Paradossalmente esperire dolore è un bene, ci consente di sopravvivere. Il non sperimentarlo affatto costituisce una patologia che può portare anche alla morte.
Paradossalmente esperire dolore è un bene, ci consente di sopravvivere.
La I.A.S.P. (Associazione Internazionale per lo studio del dolore) definisce il dolore come “una sgradevole esperienza sensoriale ed emotiva”, non c’è nulla di gradevole e tanto meno di desiderabile, nella percezione della sofferenza. Ma il non sperimentarla affatto costituisce una patologia che può portare anche alla morte.
Il ruolo del dolore nella nostra quotidianità
L’insensibilità congenita al dolore è una malattia rara che comporta l’incapacità di percepire la sofferenza fisica a causa di una mutazione genetica, esemplificativo è il caso della signorina C. (Pinel e Barnes, 2018).
La signorina C. era una studentessa universitaria che non sentiva dolore, non sperimentava sensibilità all’acqua ghiacciata o bollente, o in risposta a scosse elettriche; indifferenza che si estendeva anche a livello dei suoi indici fisiologici (battito cardiaco, pressione sanguigna). Mai uno starnuto o un colpo di tosse. Nella sua infanzia arrivò, tra le altre cose, a staccarsi la punta della lingua con un morso e ad ustionarsi restando impassibile.

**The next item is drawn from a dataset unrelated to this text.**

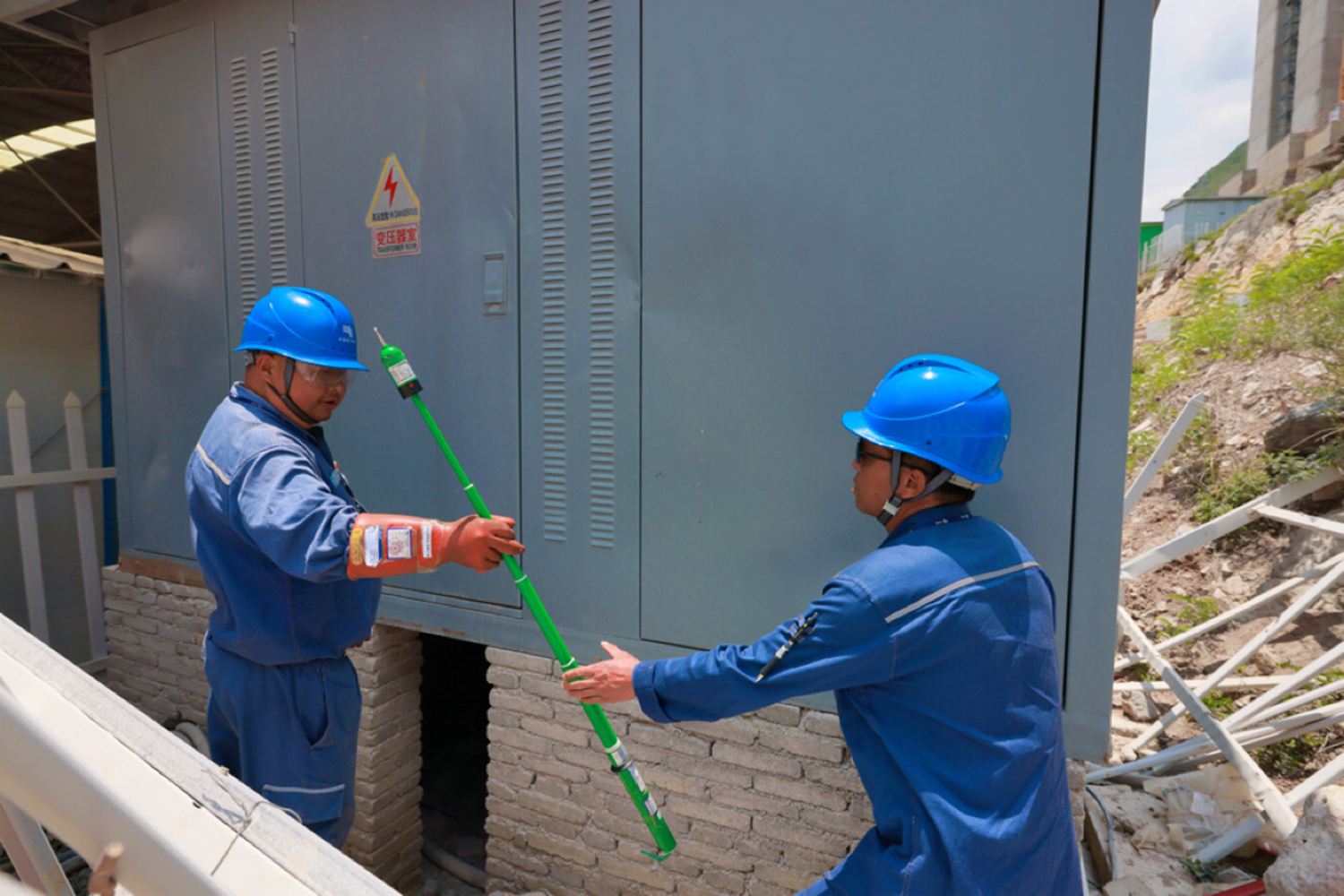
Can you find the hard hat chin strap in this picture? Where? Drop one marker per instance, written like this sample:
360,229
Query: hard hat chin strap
894,503
284,397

Una vita senza il peso della sofferenza, apparentemente una vita idilliaca e agognata, ma C. morì a soli 29 anni in seguito a infezioni e traumi alla pelle e alle ossa.
Il dolore ha un ruolo adattivo, costituisce un sistema di allarme, avvisa rispetto a pericoli dai quali difendersi per evitarne conseguenze catastrofiche (Navratilova e Porreca, 2014). Alla ragazza del caso suddetto mancava tale meccanismo protettivo che la mettesse in guardia da traumi e infezioni, non permettendole di intervenire tempestivamente e curarli, ma lasciando che la condizione peggiorasse fino ad arrivare alla morte.

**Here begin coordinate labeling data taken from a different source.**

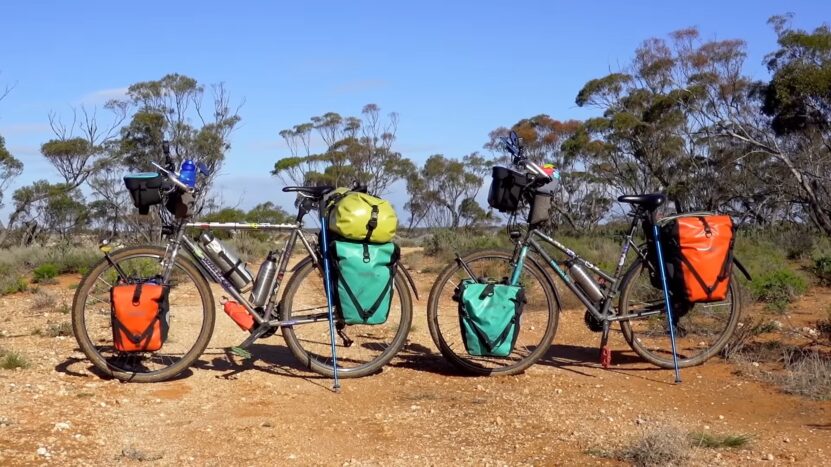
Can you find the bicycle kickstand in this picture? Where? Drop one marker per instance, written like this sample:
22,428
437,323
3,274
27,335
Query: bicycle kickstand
605,351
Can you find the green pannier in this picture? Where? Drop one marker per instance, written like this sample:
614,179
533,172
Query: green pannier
364,273
489,317
362,217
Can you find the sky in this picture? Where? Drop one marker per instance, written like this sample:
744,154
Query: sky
452,70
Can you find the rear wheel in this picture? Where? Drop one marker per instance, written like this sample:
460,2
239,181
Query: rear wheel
373,346
701,332
538,322
191,316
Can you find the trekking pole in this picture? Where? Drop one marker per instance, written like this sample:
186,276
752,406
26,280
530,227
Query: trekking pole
663,271
324,249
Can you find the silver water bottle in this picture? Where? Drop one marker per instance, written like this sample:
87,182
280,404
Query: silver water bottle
266,277
585,282
228,262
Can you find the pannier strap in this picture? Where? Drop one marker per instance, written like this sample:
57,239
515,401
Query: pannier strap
371,225
137,294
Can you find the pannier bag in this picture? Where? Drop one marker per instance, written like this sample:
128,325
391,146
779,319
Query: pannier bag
139,316
362,217
489,317
698,253
145,189
507,189
364,276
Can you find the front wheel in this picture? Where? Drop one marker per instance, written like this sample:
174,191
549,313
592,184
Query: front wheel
701,332
538,321
372,346
190,317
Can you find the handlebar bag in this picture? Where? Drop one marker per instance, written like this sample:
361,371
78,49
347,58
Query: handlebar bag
507,189
364,275
139,316
698,255
489,316
145,189
362,217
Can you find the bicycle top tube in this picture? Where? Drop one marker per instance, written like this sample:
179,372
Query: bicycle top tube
242,226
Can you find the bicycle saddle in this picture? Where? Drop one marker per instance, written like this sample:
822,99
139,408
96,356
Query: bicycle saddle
315,192
648,201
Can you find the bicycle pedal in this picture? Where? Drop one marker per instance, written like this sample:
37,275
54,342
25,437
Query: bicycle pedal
605,356
240,352
594,324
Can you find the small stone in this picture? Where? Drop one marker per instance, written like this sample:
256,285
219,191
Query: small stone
61,426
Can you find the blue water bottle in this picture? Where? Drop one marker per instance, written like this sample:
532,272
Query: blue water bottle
187,174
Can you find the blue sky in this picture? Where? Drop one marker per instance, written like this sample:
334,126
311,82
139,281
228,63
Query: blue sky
452,70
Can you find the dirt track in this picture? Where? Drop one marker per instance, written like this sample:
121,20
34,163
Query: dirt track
416,412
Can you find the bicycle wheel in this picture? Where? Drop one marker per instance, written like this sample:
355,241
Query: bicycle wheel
191,316
700,333
373,346
538,322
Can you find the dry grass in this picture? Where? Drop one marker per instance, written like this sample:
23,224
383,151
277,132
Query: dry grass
657,446
59,329
10,360
43,300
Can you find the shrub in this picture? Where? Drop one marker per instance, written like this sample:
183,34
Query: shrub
43,300
822,269
13,283
10,360
45,272
445,242
778,288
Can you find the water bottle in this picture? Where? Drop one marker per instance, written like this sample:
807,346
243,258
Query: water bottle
265,280
227,261
585,283
187,174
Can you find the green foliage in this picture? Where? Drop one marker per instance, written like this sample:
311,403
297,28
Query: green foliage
822,269
14,283
443,243
713,441
778,288
10,360
44,272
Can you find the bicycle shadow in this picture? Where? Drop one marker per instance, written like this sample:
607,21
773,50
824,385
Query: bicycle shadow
68,367
574,358
272,359
417,357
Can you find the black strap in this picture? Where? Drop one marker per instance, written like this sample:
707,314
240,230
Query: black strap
365,313
371,225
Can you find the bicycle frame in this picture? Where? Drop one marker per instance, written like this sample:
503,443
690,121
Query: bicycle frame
211,271
609,289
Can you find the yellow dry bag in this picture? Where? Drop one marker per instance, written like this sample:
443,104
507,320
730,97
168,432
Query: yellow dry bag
362,217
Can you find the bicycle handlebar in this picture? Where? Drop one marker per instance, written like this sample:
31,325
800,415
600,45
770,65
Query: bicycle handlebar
173,178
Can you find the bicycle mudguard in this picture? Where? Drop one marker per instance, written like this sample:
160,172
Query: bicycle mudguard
742,268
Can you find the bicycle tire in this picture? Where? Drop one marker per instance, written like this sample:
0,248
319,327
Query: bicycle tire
704,333
443,321
312,347
130,367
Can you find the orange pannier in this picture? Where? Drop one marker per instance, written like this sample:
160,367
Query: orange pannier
139,316
698,252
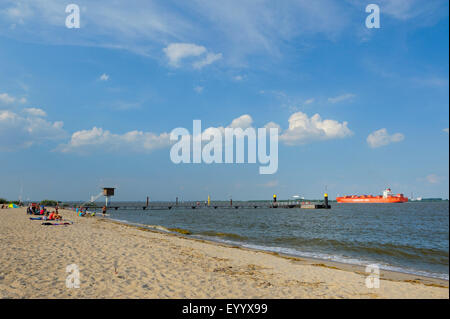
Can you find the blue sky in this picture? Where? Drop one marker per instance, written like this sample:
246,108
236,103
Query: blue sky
90,107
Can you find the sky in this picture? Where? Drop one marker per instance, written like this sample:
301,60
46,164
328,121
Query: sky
358,109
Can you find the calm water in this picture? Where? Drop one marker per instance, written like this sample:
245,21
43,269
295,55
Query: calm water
409,237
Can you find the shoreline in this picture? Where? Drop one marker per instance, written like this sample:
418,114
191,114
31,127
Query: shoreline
384,273
118,260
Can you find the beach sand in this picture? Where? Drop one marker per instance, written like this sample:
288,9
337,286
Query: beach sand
121,261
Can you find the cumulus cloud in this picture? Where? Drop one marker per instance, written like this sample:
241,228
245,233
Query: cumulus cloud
199,89
97,139
381,137
5,98
341,98
243,122
176,52
210,58
309,101
35,112
303,129
433,179
26,128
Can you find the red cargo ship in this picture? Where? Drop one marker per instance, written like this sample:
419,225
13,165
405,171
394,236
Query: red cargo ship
387,197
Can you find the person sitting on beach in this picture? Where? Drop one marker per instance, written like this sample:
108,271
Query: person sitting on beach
81,213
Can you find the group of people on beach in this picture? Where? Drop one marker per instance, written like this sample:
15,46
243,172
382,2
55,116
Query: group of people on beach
40,210
83,211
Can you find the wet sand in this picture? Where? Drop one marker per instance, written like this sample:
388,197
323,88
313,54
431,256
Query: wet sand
122,261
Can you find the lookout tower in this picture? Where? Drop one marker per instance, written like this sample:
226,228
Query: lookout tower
108,192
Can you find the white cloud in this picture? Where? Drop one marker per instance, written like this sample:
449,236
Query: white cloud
381,138
303,129
273,125
209,59
19,130
244,121
309,101
97,139
199,89
433,179
5,98
175,52
35,112
341,98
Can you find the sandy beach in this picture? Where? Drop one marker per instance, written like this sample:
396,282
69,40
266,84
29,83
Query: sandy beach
122,261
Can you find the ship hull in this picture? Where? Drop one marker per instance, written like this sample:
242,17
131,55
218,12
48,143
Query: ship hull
372,200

Ricerche recenti hanno individuato in un gene che influenza la sintesi dei canali ionici per il sodio la causa della patologia (Cox et al., 2006), ma diverse sono le alterazioni genetiche collegate all’analgesia (Nahorski, Chen e Woods, 2015).

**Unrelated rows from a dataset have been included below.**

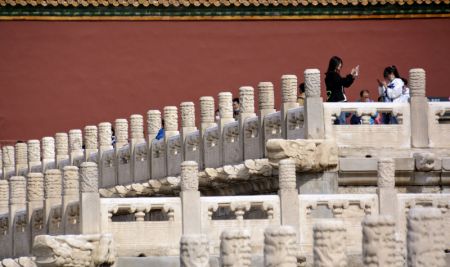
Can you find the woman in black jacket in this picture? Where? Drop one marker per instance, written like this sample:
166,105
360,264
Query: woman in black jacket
335,83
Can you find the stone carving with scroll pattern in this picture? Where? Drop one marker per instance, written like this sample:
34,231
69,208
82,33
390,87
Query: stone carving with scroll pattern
329,244
280,248
235,248
309,155
194,251
379,244
425,161
426,239
74,250
386,173
89,177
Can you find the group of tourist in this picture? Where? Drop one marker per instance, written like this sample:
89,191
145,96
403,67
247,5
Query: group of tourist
392,88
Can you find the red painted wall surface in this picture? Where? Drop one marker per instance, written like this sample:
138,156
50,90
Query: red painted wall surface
55,76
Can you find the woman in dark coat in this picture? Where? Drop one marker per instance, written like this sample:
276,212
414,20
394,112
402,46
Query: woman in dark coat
335,83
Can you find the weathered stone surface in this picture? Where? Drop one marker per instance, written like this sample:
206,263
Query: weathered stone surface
426,243
425,161
194,251
74,250
235,248
280,248
309,155
329,244
379,244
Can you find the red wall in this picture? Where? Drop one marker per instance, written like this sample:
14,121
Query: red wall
55,76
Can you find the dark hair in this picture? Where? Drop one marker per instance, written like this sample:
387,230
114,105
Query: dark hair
301,87
362,92
391,70
334,62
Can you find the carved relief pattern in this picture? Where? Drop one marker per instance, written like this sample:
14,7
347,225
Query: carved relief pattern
8,156
90,137
235,248
171,118
137,126
17,190
426,241
121,132
417,82
226,105
34,151
21,154
287,176
75,250
312,83
308,154
187,114
280,247
104,134
62,144
89,177
71,181
289,88
425,161
329,244
52,184
75,140
266,95
207,109
386,173
379,244
189,176
194,251
35,187
247,100
153,122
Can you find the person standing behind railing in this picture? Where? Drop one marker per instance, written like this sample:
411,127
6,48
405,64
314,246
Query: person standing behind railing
335,84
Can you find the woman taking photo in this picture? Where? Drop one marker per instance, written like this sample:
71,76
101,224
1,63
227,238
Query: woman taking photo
335,83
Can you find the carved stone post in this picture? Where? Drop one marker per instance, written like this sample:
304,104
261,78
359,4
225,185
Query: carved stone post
4,196
426,238
70,193
379,245
89,199
62,148
75,145
170,122
8,161
289,99
17,202
48,153
187,122
153,124
35,198
190,198
90,141
419,108
235,248
121,130
137,137
52,193
387,195
280,246
288,193
206,113
34,156
194,251
315,128
21,158
329,244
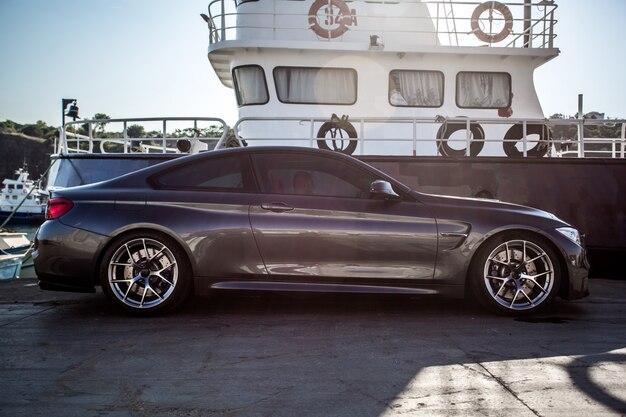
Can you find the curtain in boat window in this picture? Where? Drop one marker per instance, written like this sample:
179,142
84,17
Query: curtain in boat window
315,85
483,89
416,88
250,85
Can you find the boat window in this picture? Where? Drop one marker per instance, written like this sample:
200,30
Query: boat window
250,85
240,2
416,88
483,90
300,85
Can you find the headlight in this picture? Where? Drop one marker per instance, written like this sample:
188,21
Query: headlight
570,233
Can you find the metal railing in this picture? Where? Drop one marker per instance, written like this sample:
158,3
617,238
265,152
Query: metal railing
571,143
191,138
531,25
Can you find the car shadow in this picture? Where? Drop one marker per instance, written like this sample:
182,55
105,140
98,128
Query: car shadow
340,354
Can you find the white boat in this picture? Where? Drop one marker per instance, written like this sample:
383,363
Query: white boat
440,94
10,266
15,248
20,199
409,77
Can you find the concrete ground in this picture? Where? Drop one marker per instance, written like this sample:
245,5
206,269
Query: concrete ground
310,355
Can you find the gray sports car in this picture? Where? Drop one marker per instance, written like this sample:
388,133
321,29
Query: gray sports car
294,219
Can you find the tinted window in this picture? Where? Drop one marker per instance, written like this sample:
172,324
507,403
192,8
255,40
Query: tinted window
214,173
310,175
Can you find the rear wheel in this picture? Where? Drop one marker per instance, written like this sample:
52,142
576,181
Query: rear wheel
145,273
515,274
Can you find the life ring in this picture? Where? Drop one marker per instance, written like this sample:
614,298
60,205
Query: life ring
344,18
337,126
491,6
516,134
447,129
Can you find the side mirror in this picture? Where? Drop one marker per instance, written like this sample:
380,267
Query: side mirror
383,190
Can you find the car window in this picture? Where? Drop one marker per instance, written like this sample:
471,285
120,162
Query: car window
310,175
213,173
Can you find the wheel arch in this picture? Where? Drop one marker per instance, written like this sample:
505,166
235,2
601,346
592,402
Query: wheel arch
138,228
545,238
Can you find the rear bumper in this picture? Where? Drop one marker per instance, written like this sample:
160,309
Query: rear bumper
66,258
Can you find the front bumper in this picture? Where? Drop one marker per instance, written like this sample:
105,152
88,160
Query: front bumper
577,265
66,258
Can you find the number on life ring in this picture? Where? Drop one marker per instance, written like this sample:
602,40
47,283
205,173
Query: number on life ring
490,36
334,25
342,135
537,147
477,139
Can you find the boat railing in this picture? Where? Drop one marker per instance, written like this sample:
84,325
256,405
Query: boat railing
164,135
567,138
445,22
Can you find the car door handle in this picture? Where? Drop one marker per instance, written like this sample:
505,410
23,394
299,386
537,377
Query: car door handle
276,207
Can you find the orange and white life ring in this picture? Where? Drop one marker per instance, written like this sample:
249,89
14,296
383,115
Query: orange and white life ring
491,6
335,24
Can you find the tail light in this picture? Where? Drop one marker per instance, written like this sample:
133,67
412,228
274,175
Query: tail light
57,207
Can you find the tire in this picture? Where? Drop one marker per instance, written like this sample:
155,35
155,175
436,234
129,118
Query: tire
516,133
447,129
502,283
338,144
148,284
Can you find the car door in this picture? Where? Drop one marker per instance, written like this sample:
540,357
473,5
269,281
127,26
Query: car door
315,218
206,202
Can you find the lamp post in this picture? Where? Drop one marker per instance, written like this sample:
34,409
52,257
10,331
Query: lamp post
72,112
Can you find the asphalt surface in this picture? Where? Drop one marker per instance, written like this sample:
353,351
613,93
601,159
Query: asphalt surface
265,354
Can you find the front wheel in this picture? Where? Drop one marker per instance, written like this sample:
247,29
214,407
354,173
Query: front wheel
515,274
145,273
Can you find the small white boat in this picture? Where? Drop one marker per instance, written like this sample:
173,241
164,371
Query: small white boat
10,266
20,199
15,249
12,243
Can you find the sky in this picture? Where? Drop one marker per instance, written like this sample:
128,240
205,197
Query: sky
147,58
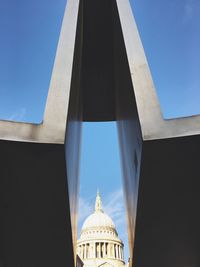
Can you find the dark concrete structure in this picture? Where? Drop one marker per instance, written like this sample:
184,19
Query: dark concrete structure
100,73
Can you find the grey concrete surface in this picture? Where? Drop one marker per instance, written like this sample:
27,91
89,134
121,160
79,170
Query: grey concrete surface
100,74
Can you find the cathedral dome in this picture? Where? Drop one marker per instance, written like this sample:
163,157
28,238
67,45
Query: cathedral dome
98,219
99,243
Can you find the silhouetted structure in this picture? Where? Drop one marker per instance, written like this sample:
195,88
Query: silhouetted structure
100,73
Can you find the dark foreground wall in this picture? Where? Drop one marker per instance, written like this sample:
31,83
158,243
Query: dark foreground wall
168,218
35,225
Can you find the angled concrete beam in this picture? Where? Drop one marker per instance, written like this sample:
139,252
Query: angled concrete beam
53,127
38,166
152,123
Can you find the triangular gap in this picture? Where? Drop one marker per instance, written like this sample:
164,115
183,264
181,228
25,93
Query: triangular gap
106,94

Dolore e fattori cognitivi ed emotivi
Il dolore può essere controllato da fattori cognitivi ed emotivi (Pinel e Barnes, 2018), è quanto spiegato dalla teoria della barriera di controllo (Melzack e Wall, 1965); segnali cerebrali attiverebbero circuiti nervosi del midollo spinale bloccando l’esperienza sensoriale della sofferenza fisica.
Un ruolo predominante è svolto dal PAG (Grigio Periacqueduttale), come osservato in studi su ratti anestetizzati dalla sua semplice stimolazione (Reynolds, 1969). Sarebbero circuiti sensibili alle endorfine che discendono appunto dal PAG a contribuire alla modulazione della sensazione di dolore (Pinel e Barnes, 2018). L’output del PAG attiva neuroni serotoninergici dei nuclei del rafe, neuroni che eccitano interneuroni midollari sensibili agli oppiacei ostacolando la trasmissione dei segnali di dolore al corno dorsale (Basbaum e Fields, 1978).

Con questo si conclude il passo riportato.